Transferable Adversarial Attacks for Image and Video Object Detection
Xingxing Wei, Siyuan Liang, Ning Chen, Xiaochun Cao
TL;DR
The paper introduces Unified and Efficient Adversary (UEA), a GAN-based framework that quickly generates transferable adversarial images and video frames to attack both proposal-based and regression-based object detectors. By incorporating a multi-scale attention feature loss and a DAG-inspired misclassification objective within a conditional GAN, UEA achieves high transferability and orders-of-magnitude faster generation than prior optimization-based attacks. Experiments on PASCAL VOC and ImageNet VID demonstrate strong attack performance and efficiency for both image and video detection tasks. This work advances black-box robustness concerns for object detection and offers a practical benchmark for evaluating defenses across modalities and detector architectures.
Abstract
Adversarial examples have been demonstrated to threaten many computer vision tasks including object detection.

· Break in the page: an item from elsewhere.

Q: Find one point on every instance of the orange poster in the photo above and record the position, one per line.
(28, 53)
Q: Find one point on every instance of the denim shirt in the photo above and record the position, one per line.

However, the existing attacking methods for object detection have two limitations: poor transferability, which denotes that the generated adversarial examples have low success rate to attack other kinds of detection methods, and high computation cost, which means that they need more time to generate an adversarial image, and therefore are difficult to deal with the video data. To address these issues, we utilize a generative mechanism to obtain the adversarial image and video. In this way, the processing time is reduced. To enhance the transferability, we destroy the feature maps extracted from the feature network, which usually constitutes the basis of object detectors. The proposed method is based on the Generative Adversarial Network (GAN) framework, where we combine the high-level class loss and low-level feature loss to jointly train the adversarial example generator. A series of experiments conducted on PASCAL VOC and ImageNet VID datasets show that our method can efficiently generate image and video adversarial examples, and more importantly, these adversarial examples have better transferability, and thus, are able to simultaneously attack two kinds of representative object detection models: proposal based models like Faster-RCNN, and regression based models like SSD.